Growing Business, Growing Risk: Fraud Events Rising
By Rick Burke, Head of Corporate Products and Services, TD Bank
Growing companies go through many transitions: adding additional staff, expanding their customer base and engaging new suppliers. This growth translates into a need to formalize organizational financial processes, including the treasury function. Prior to evolving into a true middle market company, many organizations operate with the CEO acting as CFO, possibly supported by a bookkeeper and accountant. But as deposits grow and the dollar amounts flowing into and out of the company increase, financial professionals are needed for balance sheet management, payment processing and to provide strategic insight.
While the business growth phase is fast-paced and exciting, innovation and expansion should not overshadow the need for effective risk management. Put simply, adding employees and customers to your roster and engaging in new vendor relationships creates added complexity and exposes an organization to additional risk for breaches, information leaks and fraud – topics that are top-of-mind for most companies. In a TD Bank survey of treasury and financial professionals at the 2018 Association for Financial Professionals Conference, 44 percent of respondents identified risk of payments fraud and cyber security threats as their greatest challenge for 2019. This concern isn't without reason: 74 percent of companies in the 2017 Association of Financial Professionals Payments and Fraud Control Survey reported they were victims of payments fraud.
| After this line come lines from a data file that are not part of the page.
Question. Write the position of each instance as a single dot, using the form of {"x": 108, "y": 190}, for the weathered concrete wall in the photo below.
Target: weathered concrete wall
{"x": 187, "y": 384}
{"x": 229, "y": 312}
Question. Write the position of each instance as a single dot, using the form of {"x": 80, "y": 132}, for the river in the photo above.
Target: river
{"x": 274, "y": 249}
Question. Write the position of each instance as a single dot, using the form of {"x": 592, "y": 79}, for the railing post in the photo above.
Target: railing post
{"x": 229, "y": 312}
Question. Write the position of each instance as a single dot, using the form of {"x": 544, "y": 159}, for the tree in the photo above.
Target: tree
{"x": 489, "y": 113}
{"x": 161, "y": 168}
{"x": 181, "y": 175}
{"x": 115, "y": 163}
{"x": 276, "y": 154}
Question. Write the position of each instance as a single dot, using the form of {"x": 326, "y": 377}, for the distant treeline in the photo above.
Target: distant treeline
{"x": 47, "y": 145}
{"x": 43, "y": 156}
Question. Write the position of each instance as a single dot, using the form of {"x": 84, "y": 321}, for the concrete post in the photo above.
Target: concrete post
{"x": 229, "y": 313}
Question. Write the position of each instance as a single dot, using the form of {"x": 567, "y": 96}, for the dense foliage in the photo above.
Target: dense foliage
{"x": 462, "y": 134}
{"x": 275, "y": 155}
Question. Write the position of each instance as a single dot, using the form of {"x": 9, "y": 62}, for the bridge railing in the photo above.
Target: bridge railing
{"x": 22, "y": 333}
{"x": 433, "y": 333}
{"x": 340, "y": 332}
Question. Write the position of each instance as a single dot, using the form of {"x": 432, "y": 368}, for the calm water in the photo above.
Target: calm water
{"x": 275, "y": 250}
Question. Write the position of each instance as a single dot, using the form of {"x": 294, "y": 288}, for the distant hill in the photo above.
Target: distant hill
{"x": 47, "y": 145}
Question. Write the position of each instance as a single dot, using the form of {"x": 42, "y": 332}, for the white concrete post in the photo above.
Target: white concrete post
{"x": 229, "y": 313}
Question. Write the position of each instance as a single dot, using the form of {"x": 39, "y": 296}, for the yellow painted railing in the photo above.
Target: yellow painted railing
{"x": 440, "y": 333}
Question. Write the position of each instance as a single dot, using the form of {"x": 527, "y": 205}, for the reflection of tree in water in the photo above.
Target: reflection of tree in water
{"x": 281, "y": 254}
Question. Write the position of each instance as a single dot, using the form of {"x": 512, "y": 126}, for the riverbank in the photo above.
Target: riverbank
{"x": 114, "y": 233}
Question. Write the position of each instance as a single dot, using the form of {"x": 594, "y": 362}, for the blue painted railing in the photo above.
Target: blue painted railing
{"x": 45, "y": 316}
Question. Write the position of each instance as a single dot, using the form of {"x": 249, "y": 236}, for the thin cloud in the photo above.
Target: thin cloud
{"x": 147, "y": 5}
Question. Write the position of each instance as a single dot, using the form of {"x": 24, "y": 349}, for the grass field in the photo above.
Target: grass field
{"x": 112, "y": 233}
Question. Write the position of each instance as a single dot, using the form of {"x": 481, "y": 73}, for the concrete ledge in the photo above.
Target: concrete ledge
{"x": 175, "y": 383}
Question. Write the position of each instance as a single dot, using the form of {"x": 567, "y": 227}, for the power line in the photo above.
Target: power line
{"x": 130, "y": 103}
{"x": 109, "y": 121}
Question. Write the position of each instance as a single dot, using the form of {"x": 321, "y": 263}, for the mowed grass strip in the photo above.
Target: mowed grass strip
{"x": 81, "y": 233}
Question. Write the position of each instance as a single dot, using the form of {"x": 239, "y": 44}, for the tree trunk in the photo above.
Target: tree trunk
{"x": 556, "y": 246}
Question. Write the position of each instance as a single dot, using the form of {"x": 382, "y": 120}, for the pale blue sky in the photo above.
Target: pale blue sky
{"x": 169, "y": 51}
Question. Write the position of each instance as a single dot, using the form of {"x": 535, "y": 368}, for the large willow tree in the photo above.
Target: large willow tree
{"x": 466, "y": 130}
These threats are unlikely to go away soon. Another recent TD Bank survey further found that 84 percent of financial professionals believe these types of incidents will become a bigger threat over the next few years – a daunting prospect to a business in the midst of operationalizing a treasury management function. Along with the potential for breaches, the costs of cyberattacks and payments fraud can range from hundreds to hundreds of thousands of dollars in losses. Check fraud losses, for instance, average $1,000-$2,000, according to American Banking Association numbers, while the FBI reports wire fraud losses average over $130,000. These amounts do not include the indirect costs to a company, such as investing in risk management solutions, reimbursing affected parties and potentially losing revenue due to reputational damage.
Combating these risks means that companies need to step up their defenses. While there is no one, guaranteed solution, every participant in the business financial ecosystem – financial institutions, third-party payment processors and companies – must do their part to help prevent and minimize cyberattacks and payments fraud.
While many businesses already have some amount of risk processes in place, a smart organization will look for opportunities to invest in and operationalize their fight against cyber criminals. Among the suggested methods to reduce fraud and cyber risks:
- Take advantage of email or text alerts which can notify the company of payment orders that have been sent from your account
- Review and reconcile bank accounts daily to check for discrepancies, which will help flag suspicious or missing payments or wires almost immediately
- Verify all payment orders or account changes issued by company executives, customers or vendors via phone or in person, instead of relying on email confirmation
- Segregate employee functions:
- No employee should be responsible for both recording and processing a transaction
- Limit the number of people who can authorize purchases
- Set a dollar limit that each person can authorize
- Designate a computer to be used exclusively for banking transactions and restrict all other Internet and email access. Similarly, do not access company financial information on any other computer. Doing so will help block the most common entry point for cyber criminals
- Create strong passwords, change them frequently, and prohibit the use of shared usernames and passwords. Make sure to also update login information if an employee leaves the business
- Take advantage of email or text alerts from your bank, which can notify the company of payments or transfers that have been sent from your account
- Do not click on links in emails that indicate your bank needs you to update account information online. Do not provide password or other authentication credentials over the phone to anyone; it is highly unlikely a financial institution would request that type of information from you
- Conduct background checks on all new hires, including contractors. Many successful cyberattacks leverage someone who is familiar with a company’s systems
- Train and educate employees about fraud and how to spot suspicious emails
- Form and maintain a risk and fraud management committee. Cyber criminals are constantly innovating their techniques and executives need to meet the challenge head-on by staying up-to-date on the latest technological and security solutions
Even the most basic cyber or organizational controls can do a lot to thwart thieves in their tracks. Sometimes good, common sense, such as establishing an open-door policy with the CFO for employees to verbally verify account change requests, can create the greatest impediment. While the steps above will compound to create a more solid security framework, implementing at least one of these best practices in the next 30 days can put your growing company steps ahead of fraudsters.